Because the country is landlocked (and pirates are problematic off many of Africa’s coasts), Oliberté flies all of its product out of Ethiopia to its customers, most of whom are in the U.S. But while exporting out of Ethiopia is duty free, all that shipping is a tax on the environment. Dehtiar says the company made a choice early on: Fair wages and employee welfare would be the company’s first priority, even if at the expense of the environment.

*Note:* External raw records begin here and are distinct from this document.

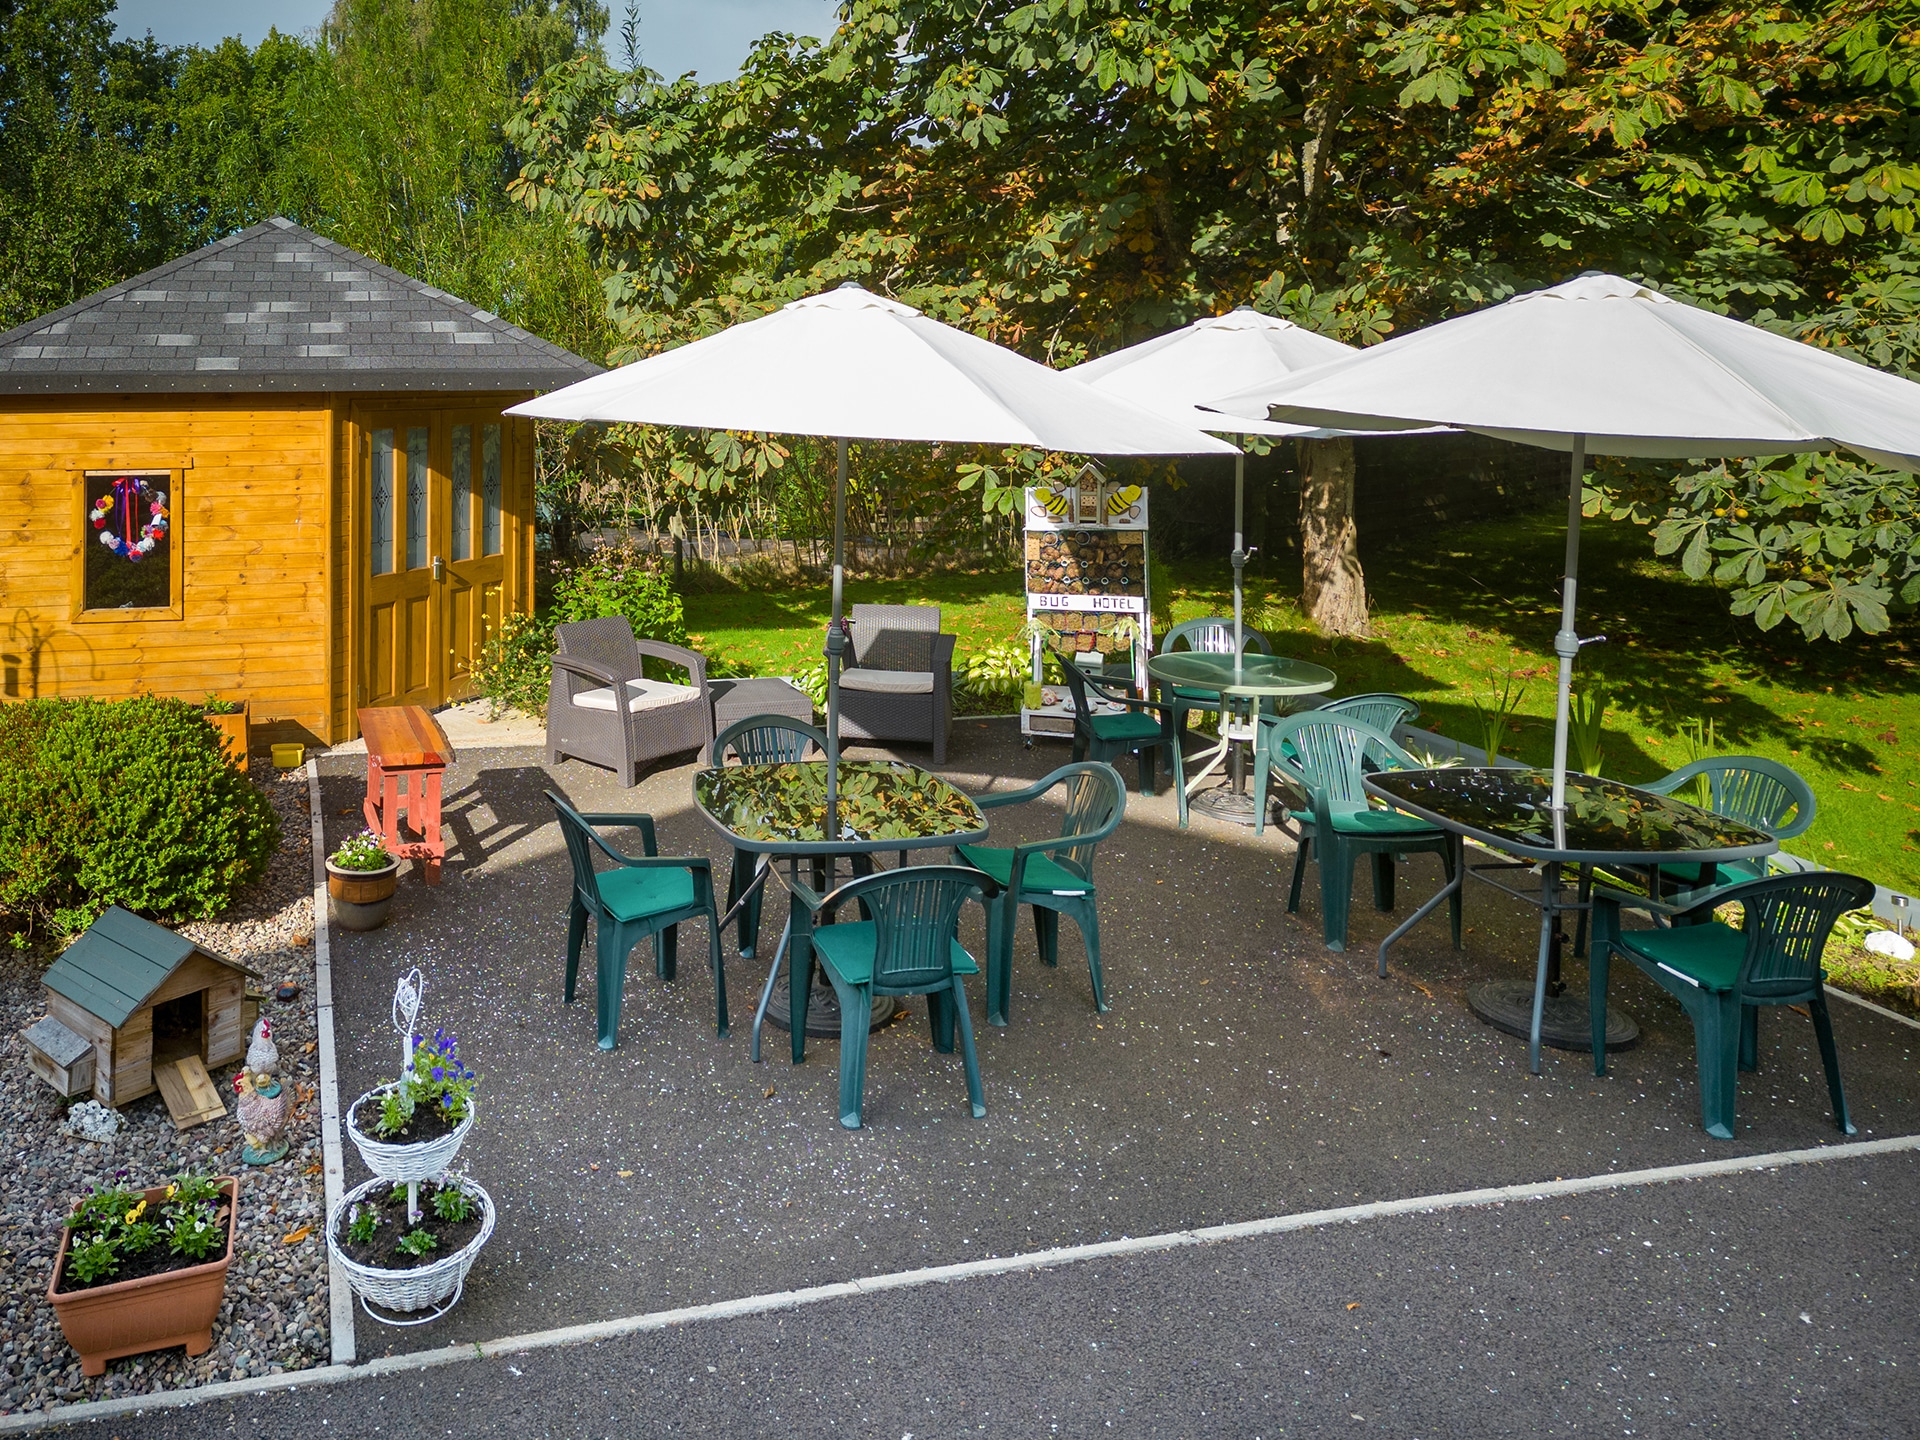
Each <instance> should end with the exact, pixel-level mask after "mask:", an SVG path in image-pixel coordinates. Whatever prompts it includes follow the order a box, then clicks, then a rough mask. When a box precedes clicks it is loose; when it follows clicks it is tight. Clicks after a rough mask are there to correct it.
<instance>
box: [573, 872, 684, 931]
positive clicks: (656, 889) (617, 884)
mask: <svg viewBox="0 0 1920 1440" xmlns="http://www.w3.org/2000/svg"><path fill="white" fill-rule="evenodd" d="M593 879H595V881H597V883H599V893H601V904H605V906H607V908H609V910H612V918H614V920H645V918H647V916H660V914H666V912H668V910H685V908H687V906H691V904H693V872H691V870H668V868H666V866H659V868H655V866H647V868H645V870H636V868H632V866H622V868H620V870H603V872H601V874H597V876H595V877H593Z"/></svg>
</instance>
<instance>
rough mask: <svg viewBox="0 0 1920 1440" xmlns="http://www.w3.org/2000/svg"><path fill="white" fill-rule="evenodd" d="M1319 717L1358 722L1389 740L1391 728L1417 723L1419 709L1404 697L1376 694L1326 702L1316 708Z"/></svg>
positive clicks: (1418, 715)
mask: <svg viewBox="0 0 1920 1440" xmlns="http://www.w3.org/2000/svg"><path fill="white" fill-rule="evenodd" d="M1319 714H1340V716H1346V718H1348V720H1359V724H1363V726H1373V728H1375V730H1379V732H1380V733H1382V735H1388V737H1392V733H1394V726H1404V724H1405V722H1407V720H1419V714H1421V707H1419V705H1417V703H1415V701H1409V699H1407V697H1405V695H1392V693H1386V691H1379V693H1373V695H1346V697H1342V699H1338V701H1327V703H1325V705H1321V707H1319Z"/></svg>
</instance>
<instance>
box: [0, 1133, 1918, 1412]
mask: <svg viewBox="0 0 1920 1440" xmlns="http://www.w3.org/2000/svg"><path fill="white" fill-rule="evenodd" d="M1903 1152H1920V1135H1897V1137H1891V1139H1885V1140H1849V1142H1843V1144H1824V1146H1811V1148H1803V1150H1774V1152H1768V1154H1759V1156H1732V1158H1728V1160H1701V1162H1693V1164H1686V1165H1661V1167H1655V1169H1630V1171H1619V1173H1609V1175H1582V1177H1576V1179H1571V1181H1567V1179H1561V1181H1542V1183H1534V1185H1498V1187H1488V1188H1480V1190H1452V1192H1446V1194H1425V1196H1409V1198H1405V1200H1375V1202H1369V1204H1359V1206H1342V1208H1336V1210H1308V1212H1300V1213H1294V1215H1275V1217H1269V1219H1252V1221H1238V1223H1233V1225H1208V1227H1198V1229H1190V1231H1169V1233H1164V1235H1140V1236H1123V1238H1119V1240H1098V1242H1092V1244H1077V1246H1062V1248H1056V1250H1035V1252H1029V1254H1021V1256H1004V1258H995V1260H973V1261H966V1263H960V1265H929V1267H924V1269H910V1271H897V1273H891V1275H866V1277H860V1279H854V1281H841V1283H835V1284H816V1286H808V1288H804V1290H778V1292H774V1294H758V1296H743V1298H739V1300H720V1302H714V1304H708V1306H685V1308H682V1309H659V1311H653V1313H647V1315H630V1317H622V1319H611V1321H597V1323H588V1325H563V1327H557V1329H549V1331H536V1332H530V1334H511V1336H505V1338H499V1340H478V1342H474V1344H461V1346H445V1348H442V1350H422V1352H415V1354H409V1356H382V1357H380V1359H374V1361H369V1363H365V1365H348V1363H332V1365H323V1367H317V1369H311V1371H294V1373H290V1375H275V1377H269V1379H250V1380H223V1382H219V1384H205V1386H200V1388H194V1390H161V1392H159V1394H150V1396H127V1398H123V1400H96V1402H88V1404H83V1405H58V1407H54V1409H46V1411H36V1413H33V1415H0V1436H4V1434H27V1432H33V1430H42V1428H50V1427H54V1425H75V1423H81V1421H104V1419H115V1417H121V1415H144V1413H146V1411H150V1409H180V1407H184V1405H202V1404H207V1402H217V1400H238V1398H244V1396H263V1394H276V1392H280V1390H303V1388H309V1386H319V1384H340V1382H344V1380H359V1379H378V1377H382V1375H399V1373H409V1371H426V1369H438V1367H440V1365H455V1363H463V1361H470V1359H499V1357H507V1356H522V1354H528V1352H532V1350H553V1348H557V1346H572V1344H601V1342H607V1340H620V1338H626V1336H634V1334H647V1332H651V1331H666V1329H674V1327H680V1325H695V1323H701V1321H722V1319H739V1317H747V1315H768V1313H774V1311H783V1309H801V1308H804V1306H818V1304H826V1302H831V1300H852V1298H858V1296H862V1294H877V1292H881V1290H906V1288H916V1286H925V1284H952V1283H956V1281H970V1279H983V1277H993V1275H1020V1273H1029V1271H1043V1269H1060V1267H1066V1265H1079V1263H1087V1261H1092V1260H1114V1258H1119V1256H1142V1254H1162V1252H1169V1250H1185V1248H1188V1246H1202V1244H1231V1242H1235V1240H1256V1238H1267V1236H1277V1235H1288V1233H1292V1231H1309V1229H1321V1227H1329V1225H1361V1223H1365V1221H1371V1219H1388V1217H1394V1215H1430V1213H1438V1212H1444V1210H1476V1208H1488V1206H1503V1204H1524V1202H1530V1200H1553V1198H1559V1196H1571V1194H1596V1192H1603V1190H1632V1188H1640V1187H1647V1185H1672V1183H1678V1181H1701V1179H1715V1177H1722V1175H1751V1173H1757V1171H1766V1169H1788V1167H1793V1165H1818V1164H1830V1162H1839V1160H1862V1158H1868V1156H1889V1154H1903ZM336 1294H344V1290H340V1292H336ZM349 1317H351V1311H349ZM349 1325H351V1319H349ZM349 1334H351V1331H349Z"/></svg>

“In order to stay in business so that the bigger we grow we can have amazing impact across Africa environmentally as well as North America, then there’s certain sacrifices I have to make,” Dehtiar says. “The bigger we get, the better we’ll get in terms of quality and other things we want to improve.”
The silver lining, Dehtiar says, is that the check-ins that come with being B Corp and fair-trade certified mean that his team gets a regular rundown of what they’re doing right and where they can improve.
“I do hope there will be more shoe factories one day that will be fair-trade certified, but I know it has to do with the fact that the way they make their money and the margins is in labor,” he says. “If we can make it in Ethiopia, under all these challenges, and if we can make shoes in a culture that hasn’t really made shoes of the highest quality, there’s no reason anybody can’t do anything.”